Kamis, 17 Mei 2012

Silent Crisis


Silent Crisis
Sunarsip ;  Ekonom The Indonesia Economic Intelligence (IEI)
SUMBER :  REPUBLIKA, 14 Mei 2012


Saya tidak bermaksud membuat khawatir dengan menggunakan istilah silent crisis (krisis diam-diam) dalam tulisan ini. Melalui tulisan ini, saya ingin menyampaikan beberapa fakta bahwa Indonesia saat ini berpotensi sedang menghadapi silent crisis, terutama disebabkan oleh faktor eksternal dan internal. Oleh karena itu, saya berpendapat bahwa otoritas ekonomi perlu mencermati kemungkinan ini dengan mengambil langkah-langkah penting untuk mengantisipasi agar silent crisis ini tidak berkembang menjadi krisis yang lebih luas. Bagaimana penjelasan mengenai silent crisis ini?

Seperti yang pernah saya kemukakan sebelumnya (12 Desember 2011), penyelesaian krisis Eropa memang tidak mudah. Kompleksitas yang dihadapi setiap negara Eropa jelas tidak bisa diselesaikan dengan resep “standar” ala IMF: kebijakan uang ketat (tight money policy), seperti yang pernah dipraktikkan Indonesia pada 1998-1999 lalu. Pada Desember 2011 lalu, Uni Eropa bersepakat mem-bail out negara-negara Eropa yang terkena krisis melalui IMF.

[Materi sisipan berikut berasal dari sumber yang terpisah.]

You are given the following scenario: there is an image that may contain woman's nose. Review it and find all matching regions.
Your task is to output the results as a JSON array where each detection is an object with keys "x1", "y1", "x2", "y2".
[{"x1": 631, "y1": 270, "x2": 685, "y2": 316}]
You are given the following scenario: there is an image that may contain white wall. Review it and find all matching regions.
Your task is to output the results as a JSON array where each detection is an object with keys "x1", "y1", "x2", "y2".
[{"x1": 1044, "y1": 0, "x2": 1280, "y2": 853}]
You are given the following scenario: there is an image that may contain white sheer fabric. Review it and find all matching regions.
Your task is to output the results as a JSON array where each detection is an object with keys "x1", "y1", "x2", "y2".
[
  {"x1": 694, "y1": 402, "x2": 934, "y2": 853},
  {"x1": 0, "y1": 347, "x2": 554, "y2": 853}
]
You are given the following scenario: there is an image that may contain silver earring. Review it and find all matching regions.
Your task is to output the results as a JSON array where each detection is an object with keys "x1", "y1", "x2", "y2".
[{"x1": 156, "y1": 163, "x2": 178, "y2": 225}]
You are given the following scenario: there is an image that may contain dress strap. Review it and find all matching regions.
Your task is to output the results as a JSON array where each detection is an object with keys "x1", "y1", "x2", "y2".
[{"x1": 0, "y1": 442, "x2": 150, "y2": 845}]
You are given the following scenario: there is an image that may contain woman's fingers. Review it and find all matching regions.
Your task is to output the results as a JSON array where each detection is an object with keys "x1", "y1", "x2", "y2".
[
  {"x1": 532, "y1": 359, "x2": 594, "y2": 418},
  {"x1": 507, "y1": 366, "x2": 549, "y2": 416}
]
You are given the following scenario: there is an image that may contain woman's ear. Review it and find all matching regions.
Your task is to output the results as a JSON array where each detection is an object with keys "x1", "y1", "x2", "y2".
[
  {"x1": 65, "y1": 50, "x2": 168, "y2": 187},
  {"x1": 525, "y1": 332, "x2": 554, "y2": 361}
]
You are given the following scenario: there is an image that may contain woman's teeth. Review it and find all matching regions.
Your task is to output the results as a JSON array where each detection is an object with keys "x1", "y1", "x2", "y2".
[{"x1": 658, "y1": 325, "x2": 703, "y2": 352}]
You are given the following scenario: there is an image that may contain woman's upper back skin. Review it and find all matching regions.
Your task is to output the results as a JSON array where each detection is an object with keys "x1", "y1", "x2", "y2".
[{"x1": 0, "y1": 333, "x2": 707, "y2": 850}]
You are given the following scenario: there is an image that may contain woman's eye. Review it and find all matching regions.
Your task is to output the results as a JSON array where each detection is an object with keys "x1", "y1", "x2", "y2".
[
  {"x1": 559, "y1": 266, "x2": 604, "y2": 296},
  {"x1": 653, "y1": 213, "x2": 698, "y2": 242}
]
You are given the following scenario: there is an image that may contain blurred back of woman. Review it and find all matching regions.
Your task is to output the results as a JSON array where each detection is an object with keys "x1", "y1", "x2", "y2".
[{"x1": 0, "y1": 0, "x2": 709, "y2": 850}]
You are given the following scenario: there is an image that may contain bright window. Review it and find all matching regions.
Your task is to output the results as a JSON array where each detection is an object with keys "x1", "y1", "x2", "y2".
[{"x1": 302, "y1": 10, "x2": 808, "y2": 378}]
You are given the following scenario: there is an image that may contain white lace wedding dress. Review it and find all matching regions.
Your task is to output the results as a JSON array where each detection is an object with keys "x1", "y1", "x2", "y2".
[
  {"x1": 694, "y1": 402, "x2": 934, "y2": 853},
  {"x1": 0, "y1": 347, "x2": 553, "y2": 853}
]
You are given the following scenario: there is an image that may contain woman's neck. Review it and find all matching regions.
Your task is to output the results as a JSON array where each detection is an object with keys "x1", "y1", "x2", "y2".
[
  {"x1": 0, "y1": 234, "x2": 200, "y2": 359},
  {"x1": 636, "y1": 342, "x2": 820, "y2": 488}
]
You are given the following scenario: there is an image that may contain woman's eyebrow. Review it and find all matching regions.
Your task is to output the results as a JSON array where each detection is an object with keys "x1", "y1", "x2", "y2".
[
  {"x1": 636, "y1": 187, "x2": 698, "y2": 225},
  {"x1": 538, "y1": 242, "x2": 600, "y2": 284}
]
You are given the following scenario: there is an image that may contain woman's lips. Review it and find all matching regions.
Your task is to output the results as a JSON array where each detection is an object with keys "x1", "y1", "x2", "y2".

IMF kemudian meminta negara-negara Eropa yang terkena krisis melakukan pengetatan fiskal sebagai syarat kucurnya bail out. Ternyata, pengetatan fiskal ini ditentang para politikus dan rakyat dari masingmasing negara Eropa yang terkena krisis, seperti yang terjadi di Yunani, karena khawatir dampaknya bagi kesejahteraan rakyat.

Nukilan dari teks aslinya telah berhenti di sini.